1. **Analysis Phase**: User pastes GitHub repo URL → Claude analyzes the MCP server code → extracts package name, required credentials, available tools
2. **Configuration Phase**: Platform generates dynamic credential form based on analysis → user enters API keys securely
3. **Deployment Phase**: Backend encrypts credentials → spins up Fly.io container → injects environment variables → starts MCP server
4. **Usage Phase**: Claude connects to stable endpoint → calls tools → gets results

### Key Technical Decisions

**Frontend: Next.js 15** (App Router, React 19)
- Why: Modern React, server components, excellent TypeScript support
- Risk: Bleeding edge (App Router still maturing)
- Mitigation: Stick to stable patterns, extensive testing

**Backend: FastAPI** (Python 3.12)
- Why: Modern async Python, automatic OpenAPI docs, excellent type hints
- Risk: I don't know Python well
- Mitigation: AI excels at Python - let it generate, I'll validate

**Database: PostgreSQL 15+** (Fly.io managed)
- Why: Production-ready, JSON support, reliable
- Risk: Fly.io clusters can be fragile
- Mitigation: Document recovery procedures (spoiler: I needed them)

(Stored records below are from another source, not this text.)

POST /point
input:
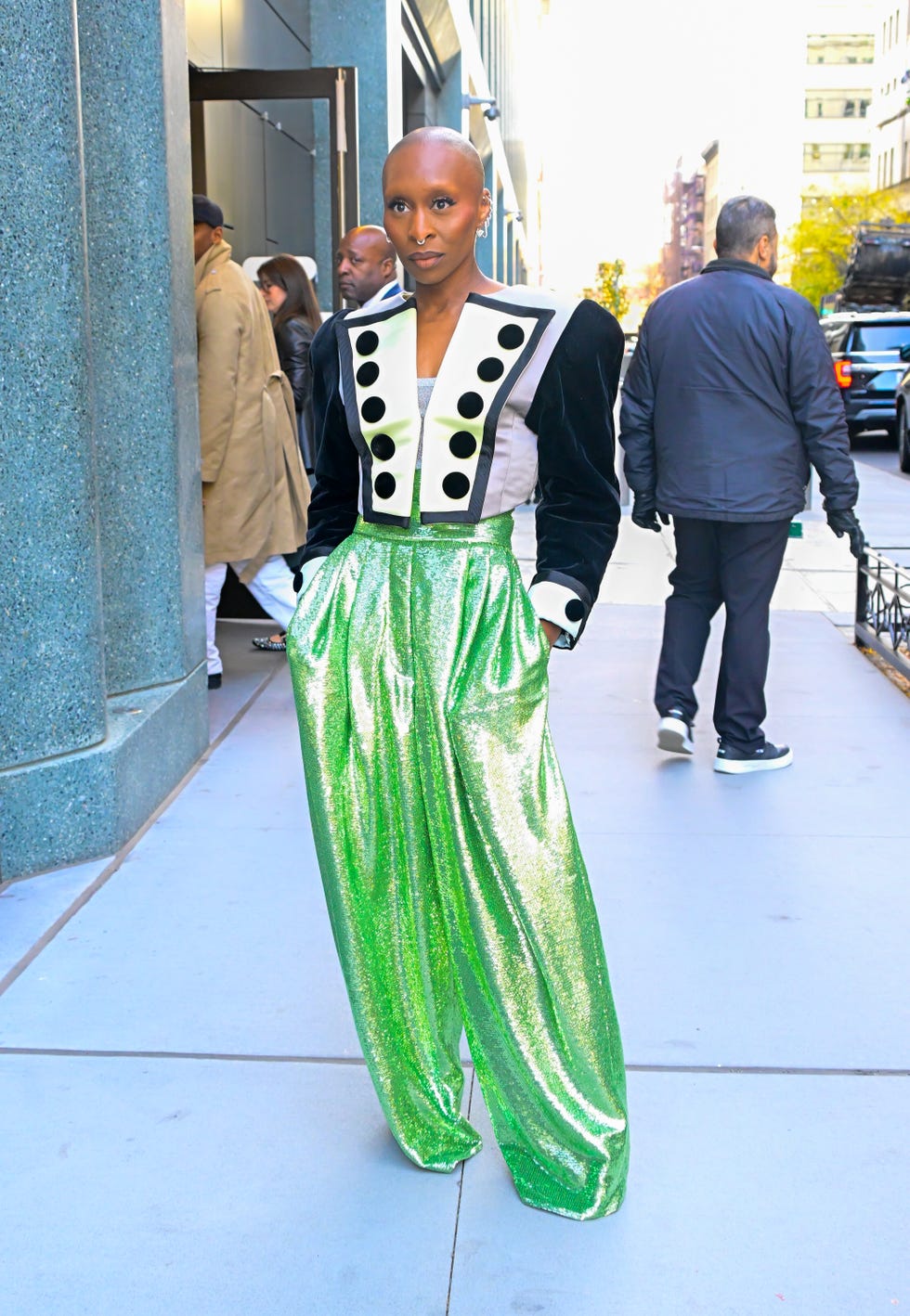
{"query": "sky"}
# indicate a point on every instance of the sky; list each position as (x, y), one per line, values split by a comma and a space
(620, 88)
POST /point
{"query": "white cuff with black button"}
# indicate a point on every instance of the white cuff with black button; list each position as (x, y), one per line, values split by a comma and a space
(561, 605)
(308, 570)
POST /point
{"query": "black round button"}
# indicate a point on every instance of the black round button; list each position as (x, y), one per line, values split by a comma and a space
(384, 447)
(456, 484)
(471, 406)
(490, 368)
(509, 337)
(462, 444)
(373, 411)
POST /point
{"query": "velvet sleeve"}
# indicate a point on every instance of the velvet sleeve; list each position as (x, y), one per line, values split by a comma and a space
(334, 501)
(578, 510)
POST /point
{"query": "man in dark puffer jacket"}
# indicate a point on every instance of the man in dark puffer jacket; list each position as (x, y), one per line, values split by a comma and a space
(728, 399)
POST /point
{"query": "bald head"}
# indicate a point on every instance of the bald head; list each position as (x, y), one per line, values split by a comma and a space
(365, 262)
(437, 140)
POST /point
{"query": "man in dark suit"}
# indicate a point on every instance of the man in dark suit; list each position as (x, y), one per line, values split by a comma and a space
(728, 399)
(366, 266)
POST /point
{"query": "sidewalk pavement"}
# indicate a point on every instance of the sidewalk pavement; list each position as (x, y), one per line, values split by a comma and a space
(188, 1123)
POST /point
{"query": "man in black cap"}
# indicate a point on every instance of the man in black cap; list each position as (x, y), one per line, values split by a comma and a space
(254, 487)
(207, 226)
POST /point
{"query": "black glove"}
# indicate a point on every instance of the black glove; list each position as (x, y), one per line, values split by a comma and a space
(844, 523)
(644, 513)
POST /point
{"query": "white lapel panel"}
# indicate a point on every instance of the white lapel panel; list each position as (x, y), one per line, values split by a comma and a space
(384, 358)
(487, 346)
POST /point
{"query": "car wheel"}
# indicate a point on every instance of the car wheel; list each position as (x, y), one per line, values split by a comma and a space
(903, 440)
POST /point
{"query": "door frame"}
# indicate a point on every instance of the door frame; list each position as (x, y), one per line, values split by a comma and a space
(336, 84)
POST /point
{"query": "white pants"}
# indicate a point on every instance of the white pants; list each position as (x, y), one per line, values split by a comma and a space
(271, 587)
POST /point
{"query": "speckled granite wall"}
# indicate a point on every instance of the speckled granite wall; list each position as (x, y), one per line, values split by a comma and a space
(140, 262)
(52, 673)
(339, 38)
(100, 525)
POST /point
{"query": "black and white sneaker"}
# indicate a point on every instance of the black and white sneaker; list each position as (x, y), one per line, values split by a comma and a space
(762, 759)
(674, 733)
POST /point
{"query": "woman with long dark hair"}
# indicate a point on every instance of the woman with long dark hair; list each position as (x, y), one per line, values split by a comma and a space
(295, 317)
(452, 871)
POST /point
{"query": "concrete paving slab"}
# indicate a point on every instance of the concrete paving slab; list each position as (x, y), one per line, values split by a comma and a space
(29, 909)
(202, 1189)
(245, 670)
(748, 1195)
(214, 942)
(781, 951)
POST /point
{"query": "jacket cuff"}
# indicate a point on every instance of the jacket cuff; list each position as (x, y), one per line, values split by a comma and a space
(561, 600)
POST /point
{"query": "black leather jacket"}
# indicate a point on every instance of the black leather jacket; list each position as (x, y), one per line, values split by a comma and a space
(292, 339)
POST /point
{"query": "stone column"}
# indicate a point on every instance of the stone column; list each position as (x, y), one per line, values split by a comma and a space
(100, 535)
(52, 676)
(135, 100)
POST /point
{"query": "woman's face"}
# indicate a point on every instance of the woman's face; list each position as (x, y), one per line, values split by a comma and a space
(273, 295)
(434, 198)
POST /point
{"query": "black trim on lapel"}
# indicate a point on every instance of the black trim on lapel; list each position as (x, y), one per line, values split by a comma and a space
(543, 316)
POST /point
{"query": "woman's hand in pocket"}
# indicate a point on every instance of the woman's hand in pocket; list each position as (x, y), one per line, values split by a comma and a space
(551, 630)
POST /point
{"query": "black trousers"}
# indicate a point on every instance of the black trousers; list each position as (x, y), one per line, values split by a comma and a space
(735, 563)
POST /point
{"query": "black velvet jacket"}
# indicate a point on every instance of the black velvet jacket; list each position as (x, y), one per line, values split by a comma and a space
(525, 395)
(293, 339)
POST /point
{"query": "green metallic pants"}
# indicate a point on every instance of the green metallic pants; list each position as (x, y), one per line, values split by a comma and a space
(455, 884)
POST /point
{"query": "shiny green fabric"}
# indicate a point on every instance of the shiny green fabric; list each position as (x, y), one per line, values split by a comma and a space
(455, 884)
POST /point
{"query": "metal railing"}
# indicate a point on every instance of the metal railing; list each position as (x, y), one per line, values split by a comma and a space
(882, 607)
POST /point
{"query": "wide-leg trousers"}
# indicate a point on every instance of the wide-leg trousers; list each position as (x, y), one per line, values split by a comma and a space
(455, 884)
(735, 563)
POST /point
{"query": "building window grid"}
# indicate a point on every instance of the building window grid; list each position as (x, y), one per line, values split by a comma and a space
(841, 47)
(838, 104)
(835, 157)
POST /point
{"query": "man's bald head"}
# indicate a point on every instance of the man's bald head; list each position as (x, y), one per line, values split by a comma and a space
(365, 261)
(440, 140)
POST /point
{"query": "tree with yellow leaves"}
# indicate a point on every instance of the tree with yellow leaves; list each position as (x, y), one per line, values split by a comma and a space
(610, 290)
(822, 239)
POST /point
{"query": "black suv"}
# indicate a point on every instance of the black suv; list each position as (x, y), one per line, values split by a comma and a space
(865, 346)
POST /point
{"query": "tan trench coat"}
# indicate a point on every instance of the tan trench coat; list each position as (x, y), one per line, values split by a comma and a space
(254, 487)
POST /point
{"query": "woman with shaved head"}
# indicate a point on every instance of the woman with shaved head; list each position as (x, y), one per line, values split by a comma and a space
(455, 884)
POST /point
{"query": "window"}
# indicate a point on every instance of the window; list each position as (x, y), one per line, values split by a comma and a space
(835, 158)
(887, 337)
(838, 104)
(840, 49)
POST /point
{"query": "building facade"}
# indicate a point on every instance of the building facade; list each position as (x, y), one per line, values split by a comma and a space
(890, 135)
(683, 252)
(267, 158)
(103, 658)
(839, 84)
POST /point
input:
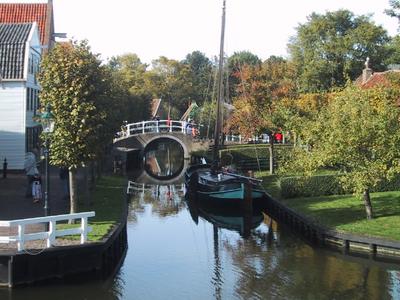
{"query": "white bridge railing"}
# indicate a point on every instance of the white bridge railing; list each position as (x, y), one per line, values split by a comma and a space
(141, 187)
(52, 232)
(157, 126)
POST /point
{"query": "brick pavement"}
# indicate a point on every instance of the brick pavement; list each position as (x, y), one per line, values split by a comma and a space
(14, 204)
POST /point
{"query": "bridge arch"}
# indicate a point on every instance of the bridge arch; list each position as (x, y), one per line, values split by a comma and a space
(176, 137)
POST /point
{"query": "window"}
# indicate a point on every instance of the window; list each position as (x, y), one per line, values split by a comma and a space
(32, 100)
(32, 138)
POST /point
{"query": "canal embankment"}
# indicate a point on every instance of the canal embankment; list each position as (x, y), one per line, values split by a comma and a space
(99, 257)
(339, 221)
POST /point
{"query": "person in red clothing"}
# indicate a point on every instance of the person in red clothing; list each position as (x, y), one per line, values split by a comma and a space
(278, 137)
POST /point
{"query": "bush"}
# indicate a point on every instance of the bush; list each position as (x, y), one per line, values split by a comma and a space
(324, 185)
(292, 187)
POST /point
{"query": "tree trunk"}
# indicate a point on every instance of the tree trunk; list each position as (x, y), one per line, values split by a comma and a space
(72, 192)
(271, 154)
(87, 186)
(367, 203)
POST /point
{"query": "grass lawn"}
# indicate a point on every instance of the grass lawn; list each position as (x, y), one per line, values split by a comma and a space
(108, 202)
(346, 213)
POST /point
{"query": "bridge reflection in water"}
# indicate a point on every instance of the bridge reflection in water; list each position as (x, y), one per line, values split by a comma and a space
(164, 158)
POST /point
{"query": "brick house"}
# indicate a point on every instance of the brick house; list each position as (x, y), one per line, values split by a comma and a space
(26, 31)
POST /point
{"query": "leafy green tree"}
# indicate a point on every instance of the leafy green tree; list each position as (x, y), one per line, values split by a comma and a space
(260, 101)
(393, 49)
(236, 62)
(74, 85)
(331, 49)
(168, 80)
(394, 11)
(358, 133)
(129, 89)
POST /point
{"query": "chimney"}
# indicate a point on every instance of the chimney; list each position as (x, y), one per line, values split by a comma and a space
(367, 72)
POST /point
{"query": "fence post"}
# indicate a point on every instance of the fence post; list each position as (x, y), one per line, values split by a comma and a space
(84, 230)
(5, 168)
(51, 234)
(21, 237)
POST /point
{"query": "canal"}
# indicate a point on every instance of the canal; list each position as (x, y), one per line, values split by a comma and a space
(179, 250)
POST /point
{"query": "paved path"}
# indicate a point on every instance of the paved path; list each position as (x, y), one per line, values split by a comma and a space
(14, 204)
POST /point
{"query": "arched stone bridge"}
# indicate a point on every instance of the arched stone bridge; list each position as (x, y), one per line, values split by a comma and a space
(137, 136)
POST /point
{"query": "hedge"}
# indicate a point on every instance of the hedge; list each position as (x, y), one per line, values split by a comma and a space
(323, 185)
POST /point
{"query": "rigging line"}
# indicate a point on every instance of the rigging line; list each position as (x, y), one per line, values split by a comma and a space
(207, 100)
(212, 100)
(246, 95)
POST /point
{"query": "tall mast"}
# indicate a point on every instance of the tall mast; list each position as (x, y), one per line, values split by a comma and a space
(218, 125)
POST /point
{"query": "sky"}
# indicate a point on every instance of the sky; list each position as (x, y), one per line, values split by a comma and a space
(175, 28)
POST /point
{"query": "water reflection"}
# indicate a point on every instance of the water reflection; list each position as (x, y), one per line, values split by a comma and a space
(164, 158)
(233, 255)
(180, 251)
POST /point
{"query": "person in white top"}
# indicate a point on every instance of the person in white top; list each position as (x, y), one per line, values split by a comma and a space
(31, 170)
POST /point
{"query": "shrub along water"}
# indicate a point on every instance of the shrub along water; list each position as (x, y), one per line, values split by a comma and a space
(324, 185)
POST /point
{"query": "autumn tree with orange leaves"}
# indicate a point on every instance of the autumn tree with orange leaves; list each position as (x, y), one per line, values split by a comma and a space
(259, 104)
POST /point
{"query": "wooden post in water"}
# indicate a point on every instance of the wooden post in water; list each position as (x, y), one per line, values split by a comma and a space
(247, 209)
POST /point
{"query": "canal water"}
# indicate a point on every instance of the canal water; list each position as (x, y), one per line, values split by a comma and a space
(180, 250)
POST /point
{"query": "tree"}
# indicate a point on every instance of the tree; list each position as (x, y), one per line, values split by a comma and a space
(393, 50)
(358, 133)
(236, 62)
(129, 88)
(330, 49)
(260, 102)
(74, 85)
(201, 77)
(394, 11)
(168, 79)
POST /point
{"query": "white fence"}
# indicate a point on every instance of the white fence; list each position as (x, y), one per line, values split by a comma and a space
(156, 126)
(141, 187)
(52, 232)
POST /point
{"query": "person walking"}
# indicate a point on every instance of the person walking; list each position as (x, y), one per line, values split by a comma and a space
(30, 167)
(64, 177)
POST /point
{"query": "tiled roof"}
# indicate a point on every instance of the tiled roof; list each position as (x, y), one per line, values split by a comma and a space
(13, 38)
(25, 13)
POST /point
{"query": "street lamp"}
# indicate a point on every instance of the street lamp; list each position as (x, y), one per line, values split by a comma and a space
(47, 122)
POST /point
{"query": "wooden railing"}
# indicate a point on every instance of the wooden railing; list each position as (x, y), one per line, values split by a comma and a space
(155, 127)
(49, 235)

**Infrastructure: Fly.io** (Machines API)
- Why: Firecracker VMs, isolated containers, simple API
- Risk: More complex than serverless
- Mitigation: Reference implementations exist

**Encryption: Fernet** (symmetric encryption)
- Why: Simple, secure, audited
- Risk: Key management critical
- Mitigation: Fly.io secrets, never logged

**MCP Transport: Streamable HTTP** (2025-06-18 spec)
- Why: Latest MCP standard, replaces deprecated SSE
- Risk: Very new spec, limited examples
- Mitigation: Close reading of spec, iterative testing

## The AI Orchestration Strategy

This is where it gets interesting. I wasn't just using **one** AI assistant - I orchestrated **multiple AI systems** with different roles:

### Stage 1: Prompt Refinement
**Tool**: Custom prompt builder

I started with a plain English idea:
> "I want to deploy MCP servers from GitHub to the cloud"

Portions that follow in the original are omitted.